For instance, the supplemental budget gave $2.5 million to the General Serv.ices Administration for an Internet Vulnerability Program Management Office to protect against potential disruptions in the IT infrastructure.
Unfortunately, GovNet requests didn't fare so well. Although GSA asked the Office of Management and Budget to consider money for GovNet — the proposed secure intranet for critical government applications — it didn't make the cut.
Federal security experts have briefed Richard Clarke, President Bush's cyberspace security adviser, on the assessment of more than 160 industry proposals for building GovNet, and Clarke is now considering the options.

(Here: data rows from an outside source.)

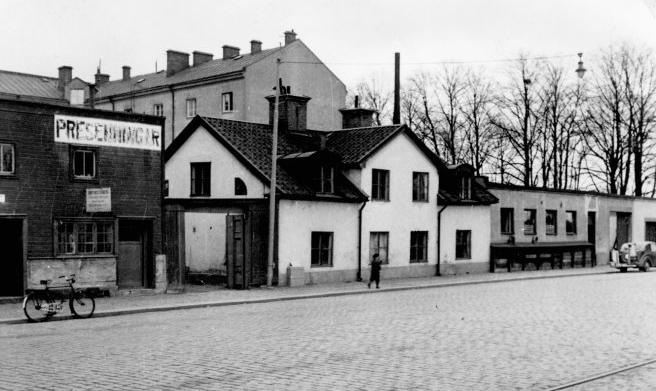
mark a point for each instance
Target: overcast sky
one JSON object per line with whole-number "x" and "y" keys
{"x": 356, "y": 39}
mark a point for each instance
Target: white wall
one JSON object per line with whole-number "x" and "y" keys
{"x": 203, "y": 147}
{"x": 297, "y": 221}
{"x": 400, "y": 215}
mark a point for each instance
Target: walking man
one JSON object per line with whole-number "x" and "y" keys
{"x": 375, "y": 271}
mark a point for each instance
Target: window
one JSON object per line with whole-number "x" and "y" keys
{"x": 551, "y": 222}
{"x": 7, "y": 164}
{"x": 418, "y": 246}
{"x": 507, "y": 221}
{"x": 191, "y": 108}
{"x": 77, "y": 97}
{"x": 84, "y": 237}
{"x": 465, "y": 188}
{"x": 420, "y": 186}
{"x": 322, "y": 249}
{"x": 200, "y": 179}
{"x": 324, "y": 182}
{"x": 240, "y": 187}
{"x": 84, "y": 163}
{"x": 158, "y": 110}
{"x": 463, "y": 244}
{"x": 226, "y": 102}
{"x": 570, "y": 222}
{"x": 379, "y": 244}
{"x": 529, "y": 221}
{"x": 380, "y": 185}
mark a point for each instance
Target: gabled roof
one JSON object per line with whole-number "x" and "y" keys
{"x": 210, "y": 69}
{"x": 31, "y": 87}
{"x": 251, "y": 144}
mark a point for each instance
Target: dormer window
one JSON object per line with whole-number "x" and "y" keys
{"x": 325, "y": 181}
{"x": 465, "y": 188}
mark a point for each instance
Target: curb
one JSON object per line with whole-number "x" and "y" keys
{"x": 132, "y": 311}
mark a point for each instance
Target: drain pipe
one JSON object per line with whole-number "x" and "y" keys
{"x": 439, "y": 237}
{"x": 359, "y": 275}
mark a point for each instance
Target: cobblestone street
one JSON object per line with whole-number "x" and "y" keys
{"x": 520, "y": 335}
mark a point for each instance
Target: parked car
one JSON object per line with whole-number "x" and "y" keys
{"x": 641, "y": 255}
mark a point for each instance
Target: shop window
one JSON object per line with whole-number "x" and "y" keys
{"x": 463, "y": 244}
{"x": 551, "y": 222}
{"x": 379, "y": 244}
{"x": 226, "y": 102}
{"x": 191, "y": 108}
{"x": 322, "y": 249}
{"x": 529, "y": 221}
{"x": 240, "y": 187}
{"x": 507, "y": 221}
{"x": 570, "y": 222}
{"x": 380, "y": 185}
{"x": 420, "y": 186}
{"x": 8, "y": 159}
{"x": 84, "y": 163}
{"x": 418, "y": 246}
{"x": 200, "y": 179}
{"x": 84, "y": 237}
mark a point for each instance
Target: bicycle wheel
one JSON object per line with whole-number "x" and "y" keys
{"x": 36, "y": 307}
{"x": 82, "y": 305}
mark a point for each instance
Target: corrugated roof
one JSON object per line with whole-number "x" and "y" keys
{"x": 208, "y": 69}
{"x": 14, "y": 83}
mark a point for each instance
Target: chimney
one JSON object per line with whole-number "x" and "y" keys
{"x": 176, "y": 61}
{"x": 290, "y": 36}
{"x": 65, "y": 75}
{"x": 200, "y": 57}
{"x": 230, "y": 51}
{"x": 256, "y": 46}
{"x": 101, "y": 78}
{"x": 292, "y": 112}
{"x": 357, "y": 117}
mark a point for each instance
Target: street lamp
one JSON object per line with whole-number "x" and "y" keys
{"x": 580, "y": 70}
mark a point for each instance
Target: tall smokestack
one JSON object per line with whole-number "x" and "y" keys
{"x": 396, "y": 117}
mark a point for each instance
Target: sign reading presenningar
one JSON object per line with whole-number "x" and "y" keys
{"x": 102, "y": 132}
{"x": 99, "y": 200}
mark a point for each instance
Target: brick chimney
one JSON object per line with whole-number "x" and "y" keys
{"x": 256, "y": 46}
{"x": 357, "y": 117}
{"x": 292, "y": 112}
{"x": 176, "y": 61}
{"x": 230, "y": 51}
{"x": 290, "y": 36}
{"x": 200, "y": 57}
{"x": 65, "y": 75}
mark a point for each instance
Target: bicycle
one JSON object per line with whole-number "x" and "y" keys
{"x": 42, "y": 304}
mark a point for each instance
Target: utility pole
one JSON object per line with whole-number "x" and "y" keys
{"x": 272, "y": 188}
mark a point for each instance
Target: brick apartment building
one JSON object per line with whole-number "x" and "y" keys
{"x": 232, "y": 87}
{"x": 80, "y": 192}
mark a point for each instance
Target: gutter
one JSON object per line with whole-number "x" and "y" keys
{"x": 439, "y": 237}
{"x": 359, "y": 275}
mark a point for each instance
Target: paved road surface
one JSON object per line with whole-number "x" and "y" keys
{"x": 522, "y": 335}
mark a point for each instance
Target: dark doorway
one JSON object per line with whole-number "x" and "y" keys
{"x": 11, "y": 256}
{"x": 133, "y": 245}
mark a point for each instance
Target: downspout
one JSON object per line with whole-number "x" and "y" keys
{"x": 439, "y": 237}
{"x": 359, "y": 275}
{"x": 172, "y": 113}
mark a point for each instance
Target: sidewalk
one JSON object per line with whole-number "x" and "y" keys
{"x": 209, "y": 296}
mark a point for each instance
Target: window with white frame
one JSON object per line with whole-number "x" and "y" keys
{"x": 8, "y": 159}
{"x": 379, "y": 244}
{"x": 191, "y": 107}
{"x": 226, "y": 102}
{"x": 83, "y": 237}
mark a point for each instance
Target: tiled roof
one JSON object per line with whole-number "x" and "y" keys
{"x": 211, "y": 68}
{"x": 26, "y": 85}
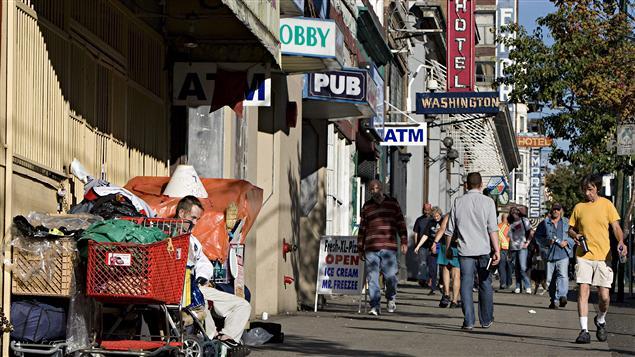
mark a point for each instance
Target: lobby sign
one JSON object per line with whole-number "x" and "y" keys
{"x": 457, "y": 103}
{"x": 415, "y": 135}
{"x": 309, "y": 37}
{"x": 460, "y": 42}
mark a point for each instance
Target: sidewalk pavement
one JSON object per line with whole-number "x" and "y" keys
{"x": 420, "y": 328}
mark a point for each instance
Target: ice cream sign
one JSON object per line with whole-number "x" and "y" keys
{"x": 309, "y": 37}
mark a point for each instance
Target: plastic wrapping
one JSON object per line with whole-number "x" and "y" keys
{"x": 37, "y": 257}
{"x": 71, "y": 222}
{"x": 211, "y": 228}
{"x": 82, "y": 315}
{"x": 256, "y": 337}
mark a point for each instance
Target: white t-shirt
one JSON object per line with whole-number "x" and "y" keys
{"x": 198, "y": 261}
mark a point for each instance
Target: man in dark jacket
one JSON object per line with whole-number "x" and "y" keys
{"x": 551, "y": 236}
{"x": 381, "y": 222}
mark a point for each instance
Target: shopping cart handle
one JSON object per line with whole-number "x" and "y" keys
{"x": 17, "y": 347}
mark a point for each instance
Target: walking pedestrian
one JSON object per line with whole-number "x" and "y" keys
{"x": 448, "y": 261}
{"x": 589, "y": 228}
{"x": 424, "y": 274}
{"x": 381, "y": 222}
{"x": 505, "y": 266}
{"x": 427, "y": 241}
{"x": 551, "y": 235}
{"x": 520, "y": 234}
{"x": 473, "y": 219}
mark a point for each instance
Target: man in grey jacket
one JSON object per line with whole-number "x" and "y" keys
{"x": 552, "y": 237}
{"x": 473, "y": 222}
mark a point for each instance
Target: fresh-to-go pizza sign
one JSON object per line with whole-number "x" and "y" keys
{"x": 460, "y": 46}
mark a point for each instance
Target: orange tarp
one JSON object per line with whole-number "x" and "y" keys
{"x": 210, "y": 229}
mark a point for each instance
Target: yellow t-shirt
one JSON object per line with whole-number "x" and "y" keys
{"x": 592, "y": 219}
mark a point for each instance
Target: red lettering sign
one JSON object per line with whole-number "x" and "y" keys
{"x": 460, "y": 43}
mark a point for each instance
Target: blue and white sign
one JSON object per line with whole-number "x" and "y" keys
{"x": 194, "y": 83}
{"x": 457, "y": 103}
{"x": 415, "y": 135}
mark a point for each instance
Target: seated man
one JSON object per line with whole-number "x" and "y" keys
{"x": 234, "y": 309}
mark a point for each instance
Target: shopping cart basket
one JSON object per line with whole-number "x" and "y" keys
{"x": 140, "y": 275}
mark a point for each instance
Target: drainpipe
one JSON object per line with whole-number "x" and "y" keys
{"x": 9, "y": 38}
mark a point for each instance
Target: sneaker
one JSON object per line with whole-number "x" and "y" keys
{"x": 445, "y": 301}
{"x": 601, "y": 332}
{"x": 392, "y": 306}
{"x": 374, "y": 311}
{"x": 584, "y": 337}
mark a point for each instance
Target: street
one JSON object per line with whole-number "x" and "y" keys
{"x": 421, "y": 328}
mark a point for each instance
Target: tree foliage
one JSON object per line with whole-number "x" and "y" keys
{"x": 584, "y": 81}
{"x": 563, "y": 185}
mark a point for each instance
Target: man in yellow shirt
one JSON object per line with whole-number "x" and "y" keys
{"x": 591, "y": 220}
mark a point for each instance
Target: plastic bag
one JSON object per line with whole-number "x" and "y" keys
{"x": 256, "y": 337}
{"x": 46, "y": 251}
{"x": 81, "y": 315}
{"x": 71, "y": 222}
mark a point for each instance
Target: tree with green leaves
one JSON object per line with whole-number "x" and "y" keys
{"x": 563, "y": 185}
{"x": 584, "y": 81}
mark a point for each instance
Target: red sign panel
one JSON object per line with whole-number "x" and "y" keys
{"x": 461, "y": 39}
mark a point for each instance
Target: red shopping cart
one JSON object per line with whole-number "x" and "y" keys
{"x": 146, "y": 277}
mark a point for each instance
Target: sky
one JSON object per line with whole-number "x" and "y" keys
{"x": 528, "y": 12}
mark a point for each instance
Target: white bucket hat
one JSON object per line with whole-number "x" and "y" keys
{"x": 185, "y": 182}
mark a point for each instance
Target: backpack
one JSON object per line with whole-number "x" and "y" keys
{"x": 36, "y": 322}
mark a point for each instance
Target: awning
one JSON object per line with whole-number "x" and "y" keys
{"x": 310, "y": 45}
{"x": 350, "y": 93}
{"x": 262, "y": 19}
{"x": 371, "y": 35}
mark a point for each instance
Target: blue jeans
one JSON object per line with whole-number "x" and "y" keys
{"x": 505, "y": 269}
{"x": 519, "y": 261}
{"x": 559, "y": 287}
{"x": 469, "y": 267}
{"x": 386, "y": 262}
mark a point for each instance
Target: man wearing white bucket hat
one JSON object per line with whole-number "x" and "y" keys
{"x": 235, "y": 310}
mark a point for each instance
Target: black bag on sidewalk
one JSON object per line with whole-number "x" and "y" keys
{"x": 36, "y": 322}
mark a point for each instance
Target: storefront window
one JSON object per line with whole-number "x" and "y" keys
{"x": 485, "y": 72}
{"x": 486, "y": 28}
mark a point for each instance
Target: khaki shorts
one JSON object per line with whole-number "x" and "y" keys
{"x": 593, "y": 272}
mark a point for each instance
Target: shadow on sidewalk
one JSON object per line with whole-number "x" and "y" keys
{"x": 301, "y": 345}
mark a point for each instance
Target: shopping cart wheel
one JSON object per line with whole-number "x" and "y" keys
{"x": 194, "y": 346}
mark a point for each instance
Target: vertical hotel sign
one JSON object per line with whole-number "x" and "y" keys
{"x": 460, "y": 46}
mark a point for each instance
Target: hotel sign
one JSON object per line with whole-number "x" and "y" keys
{"x": 460, "y": 41}
{"x": 457, "y": 103}
{"x": 533, "y": 141}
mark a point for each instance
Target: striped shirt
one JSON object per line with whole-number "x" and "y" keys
{"x": 380, "y": 224}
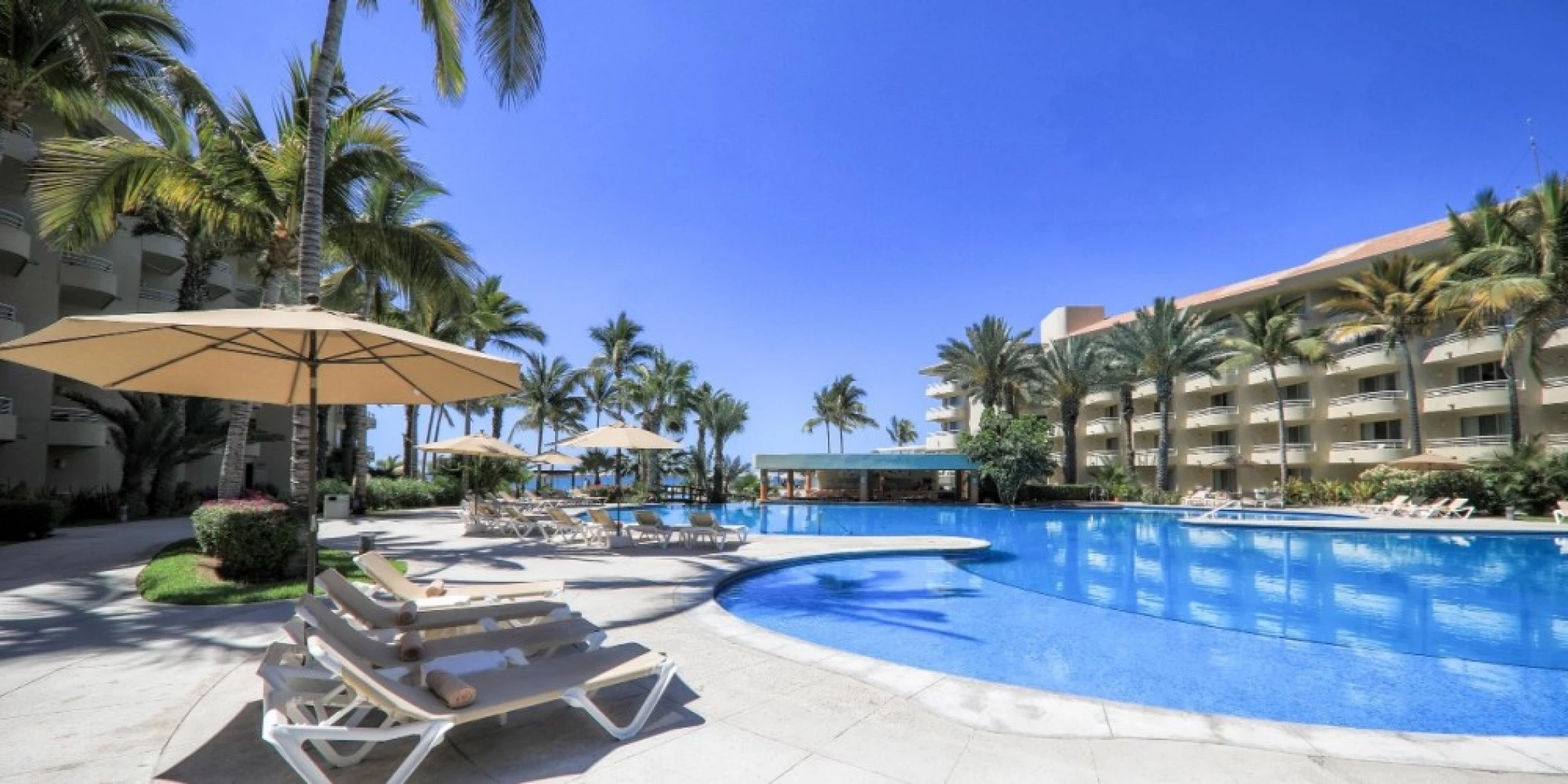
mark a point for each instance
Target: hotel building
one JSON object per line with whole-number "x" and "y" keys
{"x": 1341, "y": 418}
{"x": 46, "y": 439}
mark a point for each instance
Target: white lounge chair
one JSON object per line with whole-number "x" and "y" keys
{"x": 395, "y": 583}
{"x": 377, "y": 615}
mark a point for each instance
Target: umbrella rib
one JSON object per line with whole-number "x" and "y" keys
{"x": 409, "y": 381}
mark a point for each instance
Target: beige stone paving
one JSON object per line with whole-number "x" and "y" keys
{"x": 750, "y": 704}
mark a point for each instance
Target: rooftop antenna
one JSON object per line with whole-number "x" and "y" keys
{"x": 1535, "y": 149}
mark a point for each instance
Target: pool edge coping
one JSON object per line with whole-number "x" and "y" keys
{"x": 1023, "y": 710}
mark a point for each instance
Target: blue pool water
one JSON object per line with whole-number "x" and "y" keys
{"x": 1380, "y": 631}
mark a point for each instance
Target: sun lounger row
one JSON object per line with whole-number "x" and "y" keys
{"x": 363, "y": 672}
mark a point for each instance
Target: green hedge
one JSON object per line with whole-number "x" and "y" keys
{"x": 251, "y": 540}
{"x": 27, "y": 519}
{"x": 411, "y": 494}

However, even if Clarke makes a decision, there is still the funding issue to deal with. It appears that GovNet development is in a holding pattern until GSA gets the $5 million request in the 2003 budget to conduct a feasibility study. Money may come from other areas in the meantime, but for now, there is no money specifically for researching GovNet.
Web Site User Demands
Some of the findings in a new report expected to be issued this week by the Pew Internet and American Life Project found that many government Web site users had little to say when asked what feature they most would like to have added to a government Web site.
But among the suggestions the project did receive, the highest-ranking request — given by 9 percent of respondents — was the ability to access one's Social Security account. Currently, the Social Security Administration Web site (www.ssa.gov) allows citizens to request a benefits statement that is then sent through the mail.
Most of the remaining respondents who had a hankering for other online features said they just wanted faster access to government information.
In another finding, many government agencies became more eager to provide key information on their Web sites after the Sept. 11 terrorist attacks and the subsequent anthrax scare. For a relatively small number of Internet users, this was an important way for them to get information about government policies and recommendations.
About 7 percent of those who use government sites have turned to them after major events, and about three-fourths of that subgroup went to those sites for information related to the attacks and their aftermath. Half of that 7 percent have e-mailed an elected official in light of the attacks, similar to the number of people who said they wrote to or telephoned their officials following Sept. 11. And, about half have used the Internet to find information about how to get involved politically.
IRS Adds One
There are more changes at the Internal Revenue Service as the agency builds its modernization team. Fred Forman was named the associate commissioner for business systems modernization, reporting to IRS Chief Information Officer John Reece. Forman is the former chief technology officer at American Management Systems Inc.